Device:tps kb_read/s kb_wrtn/s Kb_read Kb_wrtn
SDA 327.55 5159.18 102.04 5056 100
SDA1 0.00 0.00 0.00 0 0

TPS: The number of transmissions per second of the device (indicate, transfers per second, were issued to the.). "One-time transfer" means "one-time I/O request". Multiple logical requests may be merged into "one I/O request". The size of the "one transfer" request is unknown.

KB_READ/S: The amount of data read from the device (drive expressed) per second, KB_WRTN/S: The amount of data written to the device (drive expressed) per second, Kb_read: Total amount of data read, KB_WRTN: Total amount of data written ; These units are kilobytes.

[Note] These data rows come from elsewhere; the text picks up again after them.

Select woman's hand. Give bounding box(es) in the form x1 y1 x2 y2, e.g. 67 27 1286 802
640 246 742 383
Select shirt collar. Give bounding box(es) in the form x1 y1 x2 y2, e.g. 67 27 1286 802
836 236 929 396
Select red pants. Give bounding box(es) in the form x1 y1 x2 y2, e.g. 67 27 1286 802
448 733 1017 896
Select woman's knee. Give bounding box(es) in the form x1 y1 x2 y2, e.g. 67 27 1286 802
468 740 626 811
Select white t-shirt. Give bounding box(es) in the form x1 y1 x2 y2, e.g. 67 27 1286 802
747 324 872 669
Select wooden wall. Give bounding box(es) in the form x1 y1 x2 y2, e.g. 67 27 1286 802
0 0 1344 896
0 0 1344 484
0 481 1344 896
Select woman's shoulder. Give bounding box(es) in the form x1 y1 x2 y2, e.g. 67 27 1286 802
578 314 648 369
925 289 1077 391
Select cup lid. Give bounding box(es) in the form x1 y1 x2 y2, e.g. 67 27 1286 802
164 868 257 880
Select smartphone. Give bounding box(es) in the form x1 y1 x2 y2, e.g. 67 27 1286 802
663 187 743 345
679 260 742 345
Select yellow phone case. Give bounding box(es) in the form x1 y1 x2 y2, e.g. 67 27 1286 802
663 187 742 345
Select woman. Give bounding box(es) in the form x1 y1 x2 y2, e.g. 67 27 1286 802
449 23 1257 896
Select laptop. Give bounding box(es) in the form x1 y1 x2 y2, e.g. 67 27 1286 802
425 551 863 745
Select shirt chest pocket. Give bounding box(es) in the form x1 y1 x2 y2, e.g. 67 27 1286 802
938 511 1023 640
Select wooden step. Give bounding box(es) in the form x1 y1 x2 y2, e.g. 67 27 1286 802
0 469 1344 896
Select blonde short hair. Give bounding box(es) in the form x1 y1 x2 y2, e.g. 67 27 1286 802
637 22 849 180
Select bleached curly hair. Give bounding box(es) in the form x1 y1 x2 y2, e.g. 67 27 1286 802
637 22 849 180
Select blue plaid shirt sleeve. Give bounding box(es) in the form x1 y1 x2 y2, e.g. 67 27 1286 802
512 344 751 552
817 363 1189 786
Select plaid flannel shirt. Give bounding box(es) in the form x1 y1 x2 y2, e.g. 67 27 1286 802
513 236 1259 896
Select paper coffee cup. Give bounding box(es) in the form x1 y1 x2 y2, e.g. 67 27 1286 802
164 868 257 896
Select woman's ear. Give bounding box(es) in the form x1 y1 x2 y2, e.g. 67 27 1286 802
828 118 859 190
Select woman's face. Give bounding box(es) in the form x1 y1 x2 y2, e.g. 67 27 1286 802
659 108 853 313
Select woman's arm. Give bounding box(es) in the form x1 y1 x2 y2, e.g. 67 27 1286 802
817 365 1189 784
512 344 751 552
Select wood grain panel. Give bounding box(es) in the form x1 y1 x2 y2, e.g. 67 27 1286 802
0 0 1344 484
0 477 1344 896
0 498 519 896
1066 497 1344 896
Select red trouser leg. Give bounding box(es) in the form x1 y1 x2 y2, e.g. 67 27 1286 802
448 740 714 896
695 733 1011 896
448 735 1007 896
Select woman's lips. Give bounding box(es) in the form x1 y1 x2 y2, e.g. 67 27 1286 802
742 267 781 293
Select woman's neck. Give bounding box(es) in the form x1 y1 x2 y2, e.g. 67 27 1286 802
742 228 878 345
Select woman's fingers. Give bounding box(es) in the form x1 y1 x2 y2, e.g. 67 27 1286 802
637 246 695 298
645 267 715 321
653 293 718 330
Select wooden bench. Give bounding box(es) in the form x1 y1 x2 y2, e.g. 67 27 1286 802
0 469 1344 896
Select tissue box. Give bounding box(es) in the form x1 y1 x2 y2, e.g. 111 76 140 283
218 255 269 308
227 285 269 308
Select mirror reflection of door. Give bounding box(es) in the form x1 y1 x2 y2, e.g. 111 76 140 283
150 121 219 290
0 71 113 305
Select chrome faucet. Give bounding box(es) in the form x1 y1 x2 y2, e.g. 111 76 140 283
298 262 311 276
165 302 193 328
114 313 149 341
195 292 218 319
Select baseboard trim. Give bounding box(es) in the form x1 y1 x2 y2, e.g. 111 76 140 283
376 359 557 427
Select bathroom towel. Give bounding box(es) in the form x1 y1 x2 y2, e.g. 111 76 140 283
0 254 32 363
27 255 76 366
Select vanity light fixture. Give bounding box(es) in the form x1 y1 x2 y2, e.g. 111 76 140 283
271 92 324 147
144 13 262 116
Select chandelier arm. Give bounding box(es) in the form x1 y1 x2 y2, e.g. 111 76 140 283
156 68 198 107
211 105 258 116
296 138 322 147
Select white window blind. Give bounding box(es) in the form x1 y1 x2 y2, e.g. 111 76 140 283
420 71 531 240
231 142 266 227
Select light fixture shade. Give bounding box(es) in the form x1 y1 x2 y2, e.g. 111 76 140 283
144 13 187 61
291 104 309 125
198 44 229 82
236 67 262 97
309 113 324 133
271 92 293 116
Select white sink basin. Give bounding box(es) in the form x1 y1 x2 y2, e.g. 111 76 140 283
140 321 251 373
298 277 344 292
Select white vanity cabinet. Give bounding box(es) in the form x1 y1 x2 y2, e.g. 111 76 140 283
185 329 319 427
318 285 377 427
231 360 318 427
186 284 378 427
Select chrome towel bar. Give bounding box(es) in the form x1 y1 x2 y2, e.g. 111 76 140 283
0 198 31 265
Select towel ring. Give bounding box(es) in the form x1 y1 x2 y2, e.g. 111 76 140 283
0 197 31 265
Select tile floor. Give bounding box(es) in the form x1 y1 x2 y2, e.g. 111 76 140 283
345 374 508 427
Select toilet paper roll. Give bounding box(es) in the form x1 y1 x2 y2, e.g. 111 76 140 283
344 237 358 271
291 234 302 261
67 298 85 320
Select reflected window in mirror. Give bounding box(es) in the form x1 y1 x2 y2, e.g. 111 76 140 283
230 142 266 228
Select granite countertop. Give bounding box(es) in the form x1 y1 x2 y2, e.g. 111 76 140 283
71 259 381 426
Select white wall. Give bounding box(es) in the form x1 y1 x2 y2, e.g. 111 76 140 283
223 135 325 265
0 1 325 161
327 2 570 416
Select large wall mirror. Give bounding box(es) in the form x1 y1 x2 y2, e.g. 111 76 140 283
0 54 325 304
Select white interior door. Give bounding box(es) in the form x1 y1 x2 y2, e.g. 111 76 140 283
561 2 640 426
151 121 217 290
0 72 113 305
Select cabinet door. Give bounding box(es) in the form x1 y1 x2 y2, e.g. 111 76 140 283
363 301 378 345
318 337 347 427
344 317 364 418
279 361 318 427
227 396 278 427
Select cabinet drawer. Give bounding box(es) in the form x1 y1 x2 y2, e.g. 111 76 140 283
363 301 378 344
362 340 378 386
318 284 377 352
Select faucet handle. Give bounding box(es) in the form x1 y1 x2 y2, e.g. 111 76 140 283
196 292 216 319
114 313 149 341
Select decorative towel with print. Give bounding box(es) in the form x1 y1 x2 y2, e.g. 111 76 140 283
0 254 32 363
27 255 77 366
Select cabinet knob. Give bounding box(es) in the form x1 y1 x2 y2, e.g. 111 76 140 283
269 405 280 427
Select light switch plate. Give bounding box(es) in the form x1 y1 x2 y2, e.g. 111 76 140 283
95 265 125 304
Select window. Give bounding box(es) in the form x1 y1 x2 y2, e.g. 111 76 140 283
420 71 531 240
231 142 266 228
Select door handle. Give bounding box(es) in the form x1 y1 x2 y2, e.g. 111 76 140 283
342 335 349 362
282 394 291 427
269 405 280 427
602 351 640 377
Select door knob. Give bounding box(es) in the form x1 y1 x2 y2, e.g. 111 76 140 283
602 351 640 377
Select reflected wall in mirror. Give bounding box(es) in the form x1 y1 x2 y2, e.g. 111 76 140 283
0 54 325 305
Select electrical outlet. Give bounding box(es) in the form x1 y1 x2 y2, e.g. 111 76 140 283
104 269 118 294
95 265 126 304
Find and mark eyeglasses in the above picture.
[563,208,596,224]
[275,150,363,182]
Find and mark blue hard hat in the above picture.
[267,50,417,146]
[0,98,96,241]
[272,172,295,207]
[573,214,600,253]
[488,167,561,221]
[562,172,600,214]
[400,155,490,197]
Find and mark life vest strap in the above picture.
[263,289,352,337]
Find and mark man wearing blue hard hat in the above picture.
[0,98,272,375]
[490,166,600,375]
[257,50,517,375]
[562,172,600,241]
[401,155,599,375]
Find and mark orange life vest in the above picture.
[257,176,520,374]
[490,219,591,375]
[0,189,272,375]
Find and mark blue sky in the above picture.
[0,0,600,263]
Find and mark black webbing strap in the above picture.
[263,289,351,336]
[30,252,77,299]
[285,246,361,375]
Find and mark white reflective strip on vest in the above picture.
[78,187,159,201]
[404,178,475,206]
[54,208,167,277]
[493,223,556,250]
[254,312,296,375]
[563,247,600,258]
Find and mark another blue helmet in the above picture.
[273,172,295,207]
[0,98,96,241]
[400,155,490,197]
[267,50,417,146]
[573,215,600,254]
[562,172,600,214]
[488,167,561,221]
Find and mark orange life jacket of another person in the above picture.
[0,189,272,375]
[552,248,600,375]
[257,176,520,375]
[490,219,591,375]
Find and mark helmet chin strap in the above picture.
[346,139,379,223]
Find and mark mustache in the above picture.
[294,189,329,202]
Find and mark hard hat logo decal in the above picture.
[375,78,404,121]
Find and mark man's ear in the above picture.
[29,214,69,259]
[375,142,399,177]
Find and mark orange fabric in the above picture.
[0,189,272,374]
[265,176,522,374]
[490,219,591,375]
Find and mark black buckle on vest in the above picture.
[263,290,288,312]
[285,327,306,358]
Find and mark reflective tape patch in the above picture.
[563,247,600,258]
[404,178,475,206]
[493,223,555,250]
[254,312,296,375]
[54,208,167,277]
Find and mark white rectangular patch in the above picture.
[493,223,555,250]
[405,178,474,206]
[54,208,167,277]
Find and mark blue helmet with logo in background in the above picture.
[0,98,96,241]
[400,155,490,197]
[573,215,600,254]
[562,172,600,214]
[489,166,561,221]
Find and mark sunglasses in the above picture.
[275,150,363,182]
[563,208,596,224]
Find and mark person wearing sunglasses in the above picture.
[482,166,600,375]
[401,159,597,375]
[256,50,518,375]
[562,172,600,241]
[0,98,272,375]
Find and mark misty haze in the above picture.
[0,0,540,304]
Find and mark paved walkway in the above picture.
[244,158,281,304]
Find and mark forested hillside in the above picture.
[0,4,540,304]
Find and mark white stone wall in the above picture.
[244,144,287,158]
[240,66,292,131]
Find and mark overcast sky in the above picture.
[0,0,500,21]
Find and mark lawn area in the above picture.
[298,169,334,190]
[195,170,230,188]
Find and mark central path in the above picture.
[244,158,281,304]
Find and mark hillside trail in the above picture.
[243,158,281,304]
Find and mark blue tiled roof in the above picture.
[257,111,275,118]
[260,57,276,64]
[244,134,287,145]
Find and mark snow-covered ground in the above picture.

In the example above, we can see statistics on the disk SDA and its partitions, when the total disk TPS for statistics is 39.29, and the following is the TPS for each partition. (because it is an instantaneous value, the total TPS is not strictly equal to the sum of each partition TPs)

2.-X parameter

With the-x parameter, we can get more statistical information.

iostat-d-x-k 1 10
device:rrqm/s wrqm/s r/s w/s rsec/s wsec/s rkb/s wkb/s avgrq-sz avgqu-sz await SVCTM%util
SDA 1.56 28.31 7.80 31.49 42.51 2.92 21.26 1.46 1.16 0.03 0.79 2.62 10.28
device:rrqm/s wrqm/s r/s w/s rsec/s wsec/s rkb/s wkb/s avgrq-sz avgqu-sz await SVCTM%util
SDA 2.00 20.00 381.00 7.00 12320.00 216.00 6160.00 108.00 32.31 1.75 4.50 2.17 84.20

RRQM/S: How much of this device-dependent read request is merged per second (when the system call needs to read the data, the VFS sends the request to each FS, and if FS finds that different read requests read the same block data, FS merges the request into the merge); wrqm/ S: How much of this device-related write request per second has been merge.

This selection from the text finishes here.